Press materials state that Ella McCay was made as a tribute to 1950s screwball comedies, ‘punctuated by moments of drama in pursuit of truth telling.’ Sure, Jan. When the results are this feeble, it’s probably best to keep quiet about auteurist intent. The movie is antiquated sitcom, very much in an ‘80s vein, its veneer of schmaltz garnished with a tinkling score by Hans Zimmer that should come with a sugar-content warning.

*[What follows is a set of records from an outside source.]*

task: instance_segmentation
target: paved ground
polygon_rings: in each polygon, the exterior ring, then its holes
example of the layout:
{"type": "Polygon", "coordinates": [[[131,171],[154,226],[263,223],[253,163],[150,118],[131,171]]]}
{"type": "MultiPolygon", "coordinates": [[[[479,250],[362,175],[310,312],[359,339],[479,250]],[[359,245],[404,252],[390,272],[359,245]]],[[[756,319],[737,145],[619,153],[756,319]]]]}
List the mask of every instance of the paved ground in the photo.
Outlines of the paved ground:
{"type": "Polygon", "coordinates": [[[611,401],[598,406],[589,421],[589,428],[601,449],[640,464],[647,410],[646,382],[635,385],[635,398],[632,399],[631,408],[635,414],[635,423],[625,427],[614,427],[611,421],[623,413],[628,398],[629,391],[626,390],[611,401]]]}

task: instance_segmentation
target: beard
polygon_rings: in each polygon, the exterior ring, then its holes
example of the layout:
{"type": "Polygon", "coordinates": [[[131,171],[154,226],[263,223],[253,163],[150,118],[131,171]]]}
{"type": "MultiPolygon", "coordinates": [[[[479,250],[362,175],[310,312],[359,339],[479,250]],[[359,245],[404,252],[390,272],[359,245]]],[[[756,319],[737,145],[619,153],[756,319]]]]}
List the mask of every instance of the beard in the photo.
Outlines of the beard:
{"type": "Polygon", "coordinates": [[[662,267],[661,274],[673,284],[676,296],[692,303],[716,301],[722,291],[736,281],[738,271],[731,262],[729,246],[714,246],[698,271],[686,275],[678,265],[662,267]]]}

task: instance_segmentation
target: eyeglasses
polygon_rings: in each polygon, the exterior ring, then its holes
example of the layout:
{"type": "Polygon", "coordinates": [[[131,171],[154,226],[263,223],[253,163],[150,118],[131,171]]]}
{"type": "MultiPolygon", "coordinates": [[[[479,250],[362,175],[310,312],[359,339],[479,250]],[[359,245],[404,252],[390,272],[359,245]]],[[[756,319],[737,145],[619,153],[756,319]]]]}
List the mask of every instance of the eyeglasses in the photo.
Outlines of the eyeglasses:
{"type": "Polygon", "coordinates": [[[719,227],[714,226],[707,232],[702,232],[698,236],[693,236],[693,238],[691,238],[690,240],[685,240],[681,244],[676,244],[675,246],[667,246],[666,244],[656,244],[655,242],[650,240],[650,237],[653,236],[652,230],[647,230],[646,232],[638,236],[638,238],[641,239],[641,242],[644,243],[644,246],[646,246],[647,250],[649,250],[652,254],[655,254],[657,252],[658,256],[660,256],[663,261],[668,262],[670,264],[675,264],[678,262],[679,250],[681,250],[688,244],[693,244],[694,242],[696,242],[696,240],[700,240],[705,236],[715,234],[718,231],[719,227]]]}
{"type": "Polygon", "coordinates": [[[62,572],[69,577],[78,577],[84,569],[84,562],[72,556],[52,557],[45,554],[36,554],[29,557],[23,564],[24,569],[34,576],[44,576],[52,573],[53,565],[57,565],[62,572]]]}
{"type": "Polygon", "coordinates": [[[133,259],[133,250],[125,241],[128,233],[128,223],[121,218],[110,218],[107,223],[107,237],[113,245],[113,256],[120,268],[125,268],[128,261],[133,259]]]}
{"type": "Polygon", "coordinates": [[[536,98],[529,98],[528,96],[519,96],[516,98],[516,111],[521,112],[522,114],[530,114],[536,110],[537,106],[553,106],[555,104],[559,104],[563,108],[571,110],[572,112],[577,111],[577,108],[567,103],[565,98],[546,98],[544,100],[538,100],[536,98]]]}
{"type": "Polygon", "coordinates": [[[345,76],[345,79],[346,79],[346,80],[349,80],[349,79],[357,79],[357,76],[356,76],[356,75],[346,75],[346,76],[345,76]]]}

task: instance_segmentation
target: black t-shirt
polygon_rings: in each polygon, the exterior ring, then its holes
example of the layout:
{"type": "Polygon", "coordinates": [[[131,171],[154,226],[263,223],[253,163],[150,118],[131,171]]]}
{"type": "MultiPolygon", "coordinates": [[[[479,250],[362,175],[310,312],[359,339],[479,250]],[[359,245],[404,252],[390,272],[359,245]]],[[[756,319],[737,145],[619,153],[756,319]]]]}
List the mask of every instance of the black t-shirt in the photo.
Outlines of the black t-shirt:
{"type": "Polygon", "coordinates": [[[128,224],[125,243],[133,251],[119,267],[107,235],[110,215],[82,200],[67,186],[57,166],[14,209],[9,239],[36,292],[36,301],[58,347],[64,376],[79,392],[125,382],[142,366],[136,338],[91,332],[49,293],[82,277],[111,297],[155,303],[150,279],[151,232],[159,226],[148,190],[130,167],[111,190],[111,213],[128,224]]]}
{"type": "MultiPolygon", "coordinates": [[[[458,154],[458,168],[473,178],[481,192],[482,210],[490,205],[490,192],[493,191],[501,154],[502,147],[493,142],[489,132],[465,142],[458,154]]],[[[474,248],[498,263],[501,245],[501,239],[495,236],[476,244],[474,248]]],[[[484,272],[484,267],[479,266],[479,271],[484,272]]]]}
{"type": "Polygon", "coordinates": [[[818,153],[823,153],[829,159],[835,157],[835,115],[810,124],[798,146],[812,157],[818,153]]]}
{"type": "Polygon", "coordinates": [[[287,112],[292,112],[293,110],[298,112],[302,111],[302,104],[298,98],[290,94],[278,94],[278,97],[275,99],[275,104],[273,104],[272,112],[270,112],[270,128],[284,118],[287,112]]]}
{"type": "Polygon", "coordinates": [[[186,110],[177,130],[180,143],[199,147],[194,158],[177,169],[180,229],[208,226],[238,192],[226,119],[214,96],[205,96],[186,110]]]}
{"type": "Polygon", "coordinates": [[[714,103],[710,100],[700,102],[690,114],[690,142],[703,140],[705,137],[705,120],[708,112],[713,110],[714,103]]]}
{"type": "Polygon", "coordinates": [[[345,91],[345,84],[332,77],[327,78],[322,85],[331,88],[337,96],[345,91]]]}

Courtney Small of Exclaim! says Ella McCay is drunk on nostalgia, stumbling across numerous conflicts but failing to explore any of them. According to the critic, the movie “preaches the importance of finding the strength to have honest and healing conversations, but has nothing of note to say.” Small continues:

Everyone in Ella McCay appears to have lived in a bubble that the realities of the world never truly touch. For all the scandals in the film — ranging from adultery to extortion — the consequences never feel that dire or life-altering. Even Ella sees her approval rating take an uptick after the media nicknames her ‘Little Miss Nooner’ after they expose her lunchtime trysts. The safe and cutesy nature of the film wouldn't be so jarring if Brooks just explored one plot with a smidgen of depth.

Meanwhile, some critics are able to find the James L. Brooks charm. Pete Hammond of Deadline hopes that audiences will give this unassuming and all-too-rare throwback comedy a chance. The director has once again created a richly interesting and conflicted woman, and the critic thinks audiences will see a star being born in Emma Mackey’s performance. Hammond continues:

Brooks juggles tone here between the spirit of screwball comedy inspired by films of the 1940s and ’50s mixed with strong character development and more serious undertones. What he has is essentially a textbook kind of female lead who is challenged by the men in her life, in this case an errant father, needy brother, duplicitous husband and a good man in Governor Bill, who in the end is really only supporting advancing her as a means to his own political ladder climb. No wonder she seems so disheveled.

While some are finding the good in the classic filmmaker’s first movie in 15 years, the majority seem to have trouble getting past a tonal imbalance, an outdated sense of idealism and nostalgia for 2008-era politics. It currently holds a 22% on Rotten Tomatoes from 45 reviews.

However, if this sounds like the boost your holiday needs, and you want to see Emma Mackey tackle the gubernatorial world, Ella McCay arrives in theaters on Friday, December 12.